Post-disaster humanitarian relief logistics focuses on managing the supply and shipment of relief items. Owing to the complexity arising from the hierarchical decision relationship and the uncertainties of demand and transportation, it is challenging to develop an effective humanitarian relief logistics network (HRLN). A globalized robust bi-level multi-objective HRLN model involving uncertainties in transportation time, transportation cost and demand is developed to address this problem, in which an upper-level decision-maker focuses on the allocation problem and a lower-level decision-maker considers the supply problem. For tractability, the goal programming approach is employed to trade off conflicting timeliness, satisfaction and operational cost objectives. The proposed globalized robust bi-level HRLN model is reformulated as its globalized robust counterpart formulations under two different perturbation structures.
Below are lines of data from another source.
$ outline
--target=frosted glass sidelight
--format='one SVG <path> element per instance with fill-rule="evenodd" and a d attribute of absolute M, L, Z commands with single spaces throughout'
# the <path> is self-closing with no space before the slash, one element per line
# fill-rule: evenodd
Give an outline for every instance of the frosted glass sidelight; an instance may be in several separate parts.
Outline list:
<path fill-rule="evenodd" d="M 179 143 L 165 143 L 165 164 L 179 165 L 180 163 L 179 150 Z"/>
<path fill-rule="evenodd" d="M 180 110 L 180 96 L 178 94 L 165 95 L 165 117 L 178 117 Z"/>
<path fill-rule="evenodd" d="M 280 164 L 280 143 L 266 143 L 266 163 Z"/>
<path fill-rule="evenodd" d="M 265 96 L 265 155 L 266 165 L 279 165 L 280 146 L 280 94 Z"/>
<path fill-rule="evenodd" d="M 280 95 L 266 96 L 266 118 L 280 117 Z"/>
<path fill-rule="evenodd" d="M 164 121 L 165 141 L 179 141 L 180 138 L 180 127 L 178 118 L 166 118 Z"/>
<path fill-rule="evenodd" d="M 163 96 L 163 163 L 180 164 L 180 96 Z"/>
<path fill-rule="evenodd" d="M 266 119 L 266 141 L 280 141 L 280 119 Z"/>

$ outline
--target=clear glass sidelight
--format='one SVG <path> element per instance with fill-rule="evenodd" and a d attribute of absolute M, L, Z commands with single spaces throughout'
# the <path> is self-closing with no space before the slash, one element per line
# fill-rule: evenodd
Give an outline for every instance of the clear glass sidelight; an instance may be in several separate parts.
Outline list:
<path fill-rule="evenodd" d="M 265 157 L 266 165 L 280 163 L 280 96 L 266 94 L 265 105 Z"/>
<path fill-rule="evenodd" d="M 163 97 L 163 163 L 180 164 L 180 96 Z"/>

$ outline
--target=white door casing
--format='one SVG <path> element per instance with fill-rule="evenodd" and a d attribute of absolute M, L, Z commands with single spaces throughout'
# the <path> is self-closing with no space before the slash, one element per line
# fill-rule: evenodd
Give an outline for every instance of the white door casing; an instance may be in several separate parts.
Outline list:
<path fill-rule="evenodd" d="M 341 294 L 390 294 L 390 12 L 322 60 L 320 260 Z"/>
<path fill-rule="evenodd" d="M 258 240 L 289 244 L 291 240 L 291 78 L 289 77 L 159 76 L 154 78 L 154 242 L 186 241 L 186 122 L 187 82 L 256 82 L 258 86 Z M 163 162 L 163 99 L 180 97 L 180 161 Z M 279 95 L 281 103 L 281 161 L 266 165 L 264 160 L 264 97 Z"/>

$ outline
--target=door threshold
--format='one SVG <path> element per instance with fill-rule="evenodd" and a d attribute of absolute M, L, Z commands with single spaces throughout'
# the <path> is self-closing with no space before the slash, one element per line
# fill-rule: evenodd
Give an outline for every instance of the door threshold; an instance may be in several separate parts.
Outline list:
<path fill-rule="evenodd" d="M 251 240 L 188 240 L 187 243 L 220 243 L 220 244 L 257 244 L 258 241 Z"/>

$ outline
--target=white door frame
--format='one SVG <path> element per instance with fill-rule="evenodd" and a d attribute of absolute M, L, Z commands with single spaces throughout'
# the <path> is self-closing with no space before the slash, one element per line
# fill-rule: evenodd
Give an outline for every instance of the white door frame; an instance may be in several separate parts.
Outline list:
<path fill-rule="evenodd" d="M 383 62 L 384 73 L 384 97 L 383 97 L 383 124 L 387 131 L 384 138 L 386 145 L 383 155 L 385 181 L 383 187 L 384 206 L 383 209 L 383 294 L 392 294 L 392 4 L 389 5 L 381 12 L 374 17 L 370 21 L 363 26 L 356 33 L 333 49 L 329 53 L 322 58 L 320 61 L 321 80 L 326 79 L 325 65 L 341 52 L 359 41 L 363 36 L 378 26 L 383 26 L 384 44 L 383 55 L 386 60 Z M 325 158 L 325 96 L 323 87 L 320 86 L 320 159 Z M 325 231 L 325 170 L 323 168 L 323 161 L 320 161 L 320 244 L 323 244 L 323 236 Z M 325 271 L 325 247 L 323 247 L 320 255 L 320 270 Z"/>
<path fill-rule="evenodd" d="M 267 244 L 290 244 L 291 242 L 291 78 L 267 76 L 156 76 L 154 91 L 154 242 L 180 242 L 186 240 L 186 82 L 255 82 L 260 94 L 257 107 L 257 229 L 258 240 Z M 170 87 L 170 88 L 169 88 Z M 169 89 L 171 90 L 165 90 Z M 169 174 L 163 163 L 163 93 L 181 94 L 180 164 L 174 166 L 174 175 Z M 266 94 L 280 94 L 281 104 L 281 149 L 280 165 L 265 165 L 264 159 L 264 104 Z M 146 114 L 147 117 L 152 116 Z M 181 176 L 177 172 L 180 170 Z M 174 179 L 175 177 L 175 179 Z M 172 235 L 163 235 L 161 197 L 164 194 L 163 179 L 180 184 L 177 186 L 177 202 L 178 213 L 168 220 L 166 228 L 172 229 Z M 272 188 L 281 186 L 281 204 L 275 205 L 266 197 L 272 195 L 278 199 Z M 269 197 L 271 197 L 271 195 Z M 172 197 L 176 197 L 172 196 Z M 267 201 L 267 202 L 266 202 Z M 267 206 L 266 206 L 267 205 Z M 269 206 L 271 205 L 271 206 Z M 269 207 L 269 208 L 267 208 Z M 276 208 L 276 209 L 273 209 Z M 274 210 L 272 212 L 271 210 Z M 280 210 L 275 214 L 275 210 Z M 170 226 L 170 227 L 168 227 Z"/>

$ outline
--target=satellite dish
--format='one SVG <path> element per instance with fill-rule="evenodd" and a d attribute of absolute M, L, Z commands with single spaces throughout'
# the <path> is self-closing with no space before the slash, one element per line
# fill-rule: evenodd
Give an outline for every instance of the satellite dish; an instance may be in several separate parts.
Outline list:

The primal–dual approach is adopted to transform the bi-level models into equivalent mixed-integer conic programs. A case study concerning an Iranian earthquake is conducted to prove the performance of the proposed model. Globalized robust models are more flexible and able to immunize against uncertainty by comparison with traditional robust optimization and deterministic solutions. The managerial insights of using the globalized robust bi-level optimization approach are reported for disaster response management. The design of an emergency aviation network to circumvent the effects of COVID-19 could be considered in future research.